In particolare, Landini contesta il fatto di non avere avuto “la possibilità di discutere di nulla. Il governo e la maggioranza hanno deciso tutto e hanno comunicato tutto al Parlamento".

"Non c’è stato alcun confronto sindacale. Ci troviamo con decisioni già prese" ha spiegato Landini. Morale della favola: "Dobbiamo pensare a qualsiasi iniziativa e, siccome i tempi sono molto stretti, dobbiamo pensare anche a forme creative di mobilitazione per far conoscere la gravità di alcune scelte compiute, come, ad esempio, quelle sulla flat tax e sui voucher".

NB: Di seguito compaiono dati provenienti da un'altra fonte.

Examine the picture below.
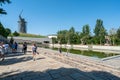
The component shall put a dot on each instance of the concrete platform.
(49, 66)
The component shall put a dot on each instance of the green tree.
(2, 11)
(112, 33)
(100, 31)
(85, 35)
(16, 33)
(62, 36)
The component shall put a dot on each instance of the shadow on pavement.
(58, 74)
(14, 60)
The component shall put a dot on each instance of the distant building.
(22, 25)
(52, 36)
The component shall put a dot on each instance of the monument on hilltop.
(22, 24)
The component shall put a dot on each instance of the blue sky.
(46, 17)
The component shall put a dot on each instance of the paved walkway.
(51, 66)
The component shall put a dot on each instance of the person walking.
(34, 51)
(24, 47)
(2, 51)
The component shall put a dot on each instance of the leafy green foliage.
(2, 11)
(4, 31)
(31, 35)
(16, 33)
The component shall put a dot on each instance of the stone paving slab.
(22, 67)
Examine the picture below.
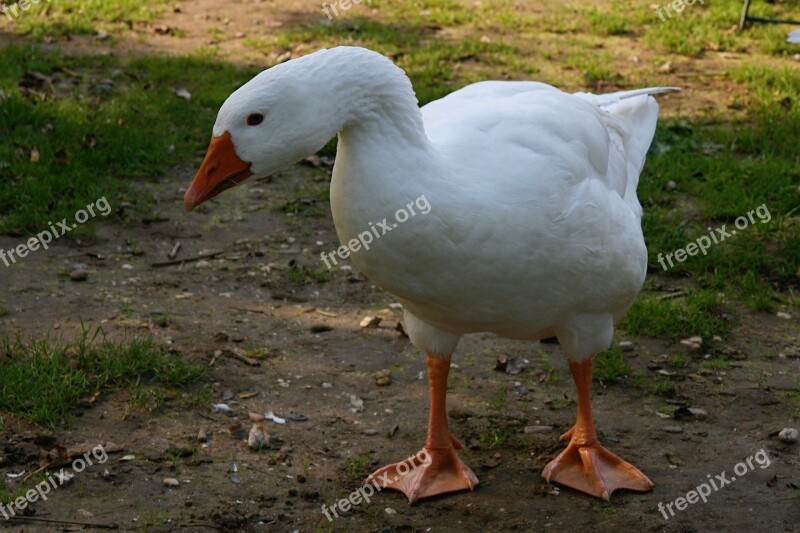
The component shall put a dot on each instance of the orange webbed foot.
(594, 470)
(430, 472)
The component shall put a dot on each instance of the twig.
(670, 296)
(261, 311)
(236, 354)
(175, 250)
(68, 522)
(186, 260)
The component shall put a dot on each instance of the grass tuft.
(42, 381)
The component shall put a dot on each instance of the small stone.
(538, 429)
(356, 404)
(79, 275)
(370, 321)
(258, 437)
(694, 343)
(690, 413)
(383, 378)
(788, 435)
(516, 365)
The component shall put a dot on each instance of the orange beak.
(221, 170)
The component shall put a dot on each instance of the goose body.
(533, 227)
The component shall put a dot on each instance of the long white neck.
(384, 158)
(370, 97)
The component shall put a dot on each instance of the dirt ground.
(313, 357)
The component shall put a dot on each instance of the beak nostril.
(211, 170)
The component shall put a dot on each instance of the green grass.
(696, 314)
(611, 365)
(724, 164)
(43, 381)
(93, 144)
(357, 465)
(57, 18)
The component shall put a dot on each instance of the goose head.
(276, 119)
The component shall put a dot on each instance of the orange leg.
(437, 468)
(585, 465)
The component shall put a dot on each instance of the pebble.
(788, 435)
(258, 437)
(690, 413)
(356, 404)
(370, 321)
(516, 365)
(79, 275)
(383, 378)
(693, 342)
(538, 429)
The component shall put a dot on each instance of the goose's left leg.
(586, 465)
(437, 468)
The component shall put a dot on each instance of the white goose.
(533, 231)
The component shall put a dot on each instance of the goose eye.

A detta del sindacalista "chi paga questa manovra e questa logica" sarà "il mondo del lavoro". Il governo, a detta del segretario della Cgil, ha snobbato anche provvedimenti richiesti espressamente dal sindacato "che pure non costano nulla". Ad esempio "la lotta alla precarietà non è un costo: è una scelta politica" così come “dare valore ai contratti per tutti, oppure varare una riforma fiscale equa".

"C'è un'emergenza salariale che questa manovra non risolve assolutamente - ammonisce ancora Landini - la gente a fine mese non ci arriva. Questo è un punto di fondo: bisogna andare a prendere i soldi dove ci sono".